Foto: Stadsarchief Amsterdam

Goede oplossingen kwamen van Kees Huyser, Ria Scharn, Marike Muller, Herman Schim van der Loeff, Anthony Kolder, Harald Advokaat, Anneke Huijser, Willem Blok, Fons Baede, Otto Meyer, Arjen Lobach, Fanta Voogd, Dirk Fuite, Han Mannaert, Mike Man, Ton Brosse, Harry Snijder, Dennis Dwinger, Aschwin Merks, Lidy Vendrik, Jan Snijders, Hans Olthof, Thomas Gravemaker, Hans van Efferen, Jos Mol, Jan Burgers,

Fotoquiz: Anneke's keuze

De keuzefoto betreft deze week een locatie binnen de Singelgracht.

Anneke vond deze foto toen ze op zoek was naar iets heel anders... dat bolwerk van twee weken terug. Best een interessant plaatje voor de quiz, dacht ze. Een heleboel te zien en te vragen. Daar gaat we:

Welke molen zien we?
Op welk bolwerk stond hij?
Welke kerk zien we?
Welke school of instituut zien we?

Dat is een ingewikkelde vraag, die laatste, en dat vraagt om uitleg. Op de foto staat een school afgebeeld die later andere bestemmingen kreeg. Eén van die laatste bestemmingen bedoelen we, of de naam/nummer van de school natuurlijk.

Laat het ons weten via deze link

Foto: Stadsarchief Amsterdam

Oplossing: Jos' keuze

 

 

Hiermee maakte Jos het de deelnemers niet al te lastig. Met een omschrijving van wat we hier zien - hijsbalk waar een leeuwenkop over geschoven is - presenteerde Google het antwoord: Prins Hendrikkade 122.

 

Foto: collectie Jos Mol

Goede oplossingen kwamen van Kees Huyser, Ria Scharn, Anthony Kolder, Arjen Lobach, Fons Baede, Marike Muller, Anneke Huijser, Otto Meyer, Mike Man, Han Mannaert, Aschwin Merks, Peter Waagen, Ton Brosse, Hans van Efferen,

Heeft u ook een opvallende foto gevonden?

Laat ons meegenieten en stuur hem naar de redactie. Het onderwerp kan zich zowel binnen als buiten de Singelgracht bevinden.

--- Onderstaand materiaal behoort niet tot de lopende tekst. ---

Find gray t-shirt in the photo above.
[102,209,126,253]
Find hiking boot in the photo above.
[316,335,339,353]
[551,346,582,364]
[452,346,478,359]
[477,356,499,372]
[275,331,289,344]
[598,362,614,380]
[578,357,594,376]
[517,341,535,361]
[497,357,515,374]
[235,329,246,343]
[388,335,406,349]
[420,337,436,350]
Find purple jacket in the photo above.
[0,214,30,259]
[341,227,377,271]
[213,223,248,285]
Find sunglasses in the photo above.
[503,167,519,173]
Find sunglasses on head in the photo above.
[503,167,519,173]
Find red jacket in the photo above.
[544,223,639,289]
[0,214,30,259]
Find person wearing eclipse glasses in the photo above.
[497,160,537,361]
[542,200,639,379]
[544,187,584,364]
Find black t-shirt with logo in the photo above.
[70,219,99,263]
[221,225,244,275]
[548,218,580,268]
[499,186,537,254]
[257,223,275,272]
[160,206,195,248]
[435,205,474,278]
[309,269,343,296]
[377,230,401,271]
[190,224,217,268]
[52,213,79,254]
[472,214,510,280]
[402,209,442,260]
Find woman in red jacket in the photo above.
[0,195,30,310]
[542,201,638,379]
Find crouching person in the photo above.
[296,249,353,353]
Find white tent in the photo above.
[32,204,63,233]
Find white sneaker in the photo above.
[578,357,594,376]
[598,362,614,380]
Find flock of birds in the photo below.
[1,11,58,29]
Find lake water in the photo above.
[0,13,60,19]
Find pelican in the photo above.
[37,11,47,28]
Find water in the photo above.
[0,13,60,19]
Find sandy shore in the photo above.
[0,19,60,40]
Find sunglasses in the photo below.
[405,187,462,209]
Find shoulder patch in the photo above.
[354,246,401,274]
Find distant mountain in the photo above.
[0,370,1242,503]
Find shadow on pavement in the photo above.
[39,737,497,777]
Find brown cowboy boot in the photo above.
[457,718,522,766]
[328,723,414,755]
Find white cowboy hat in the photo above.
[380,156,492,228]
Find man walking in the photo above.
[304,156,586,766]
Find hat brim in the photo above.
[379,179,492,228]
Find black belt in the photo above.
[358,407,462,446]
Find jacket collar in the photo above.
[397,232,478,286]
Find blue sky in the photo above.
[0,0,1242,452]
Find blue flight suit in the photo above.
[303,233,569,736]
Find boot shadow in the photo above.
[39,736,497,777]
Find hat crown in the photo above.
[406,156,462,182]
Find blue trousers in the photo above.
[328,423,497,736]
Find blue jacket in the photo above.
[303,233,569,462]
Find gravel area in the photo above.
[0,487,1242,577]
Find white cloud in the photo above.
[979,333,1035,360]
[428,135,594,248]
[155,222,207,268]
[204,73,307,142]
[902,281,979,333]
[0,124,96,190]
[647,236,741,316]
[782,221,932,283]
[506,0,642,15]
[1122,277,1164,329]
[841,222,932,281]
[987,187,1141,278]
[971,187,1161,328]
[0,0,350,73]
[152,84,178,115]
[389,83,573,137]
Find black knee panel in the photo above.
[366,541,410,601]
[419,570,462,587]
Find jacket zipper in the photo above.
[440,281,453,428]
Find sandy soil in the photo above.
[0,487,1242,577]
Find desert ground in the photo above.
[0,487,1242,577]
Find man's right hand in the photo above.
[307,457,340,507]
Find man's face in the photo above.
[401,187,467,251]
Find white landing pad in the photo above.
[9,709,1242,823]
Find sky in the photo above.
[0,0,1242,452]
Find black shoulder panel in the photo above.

Wij verwachten wel een niet alledaags beeld dat ook niet-buurtbewoners toch wel eens op het netvlies kregen. Graag via deze link en alléén via deze link a.u.b. Blijf sturen!

Fotoquiz Wat? Waar?

Wat zou hier aan de hand zijn? En is dat niet een achtbaan in de achtergrond? Is dat permanent of tijdelijk?
We hebben een uitstapje gemaakt; dit is niet bepaald binnen de Singelgracht.

De vragen zijn:

Waar is dit?
Ter gelegenheid waarvan was dit opgebouwd?

Laat het ons weten via deze link

Foto: Stadsarchief Amsterdam

Oplossing vorige week

 

 

Ach..., wat een kanjers zijn jullie toch. In plaats van mopperen over een wel heel moeilijke opgave hebben jullie je in de literatuur gestort en de namen van deze beide bruggen opgespoord. Een welgemeend "petje-af" onzerzijds.
Frappant is het grote aantal namen dat gevonden werd; wij wisten uit Von Zesen dat dit de Rotterdammerbrug (voor) en de Smousenbrug (achter) genoemd werden maar er doken ook namen als Sint Anthoniesbrug en Vlooienburgerbrug of Vlooienbrug voor de Rotterdammerbrug en Kraanebrug en Smousjesbrug of Schmausjesbrug voor de Smousenbrug. Vanwege de bepaald negatieve connotatie van het woord "smous" noemden de buurtbewoners deze brug de Sint Teunis. De brug werd ook Jodenbrug genoemd, een naam die overgenomen was van de Jodenbrug over de Muidergracht tussen beide synagogen, toen dat deel van de gracht gedempt werd en Jonas Daniël Meyerplein werd. Op een buurtkaart uit 1853 hebben de drie bruggen met de hand ingeschreven nummers: Rotterdammerbrug #231, de Smousenbrug #232 en de Jodenbrug #234. Dan de literatuur die er bij gesleept werd om aan een antwoord te komen: behalve bij Von Zesen werd gezocht en gevonden bij Bredius, Domselaaer, Brugmans en Ter Gouw.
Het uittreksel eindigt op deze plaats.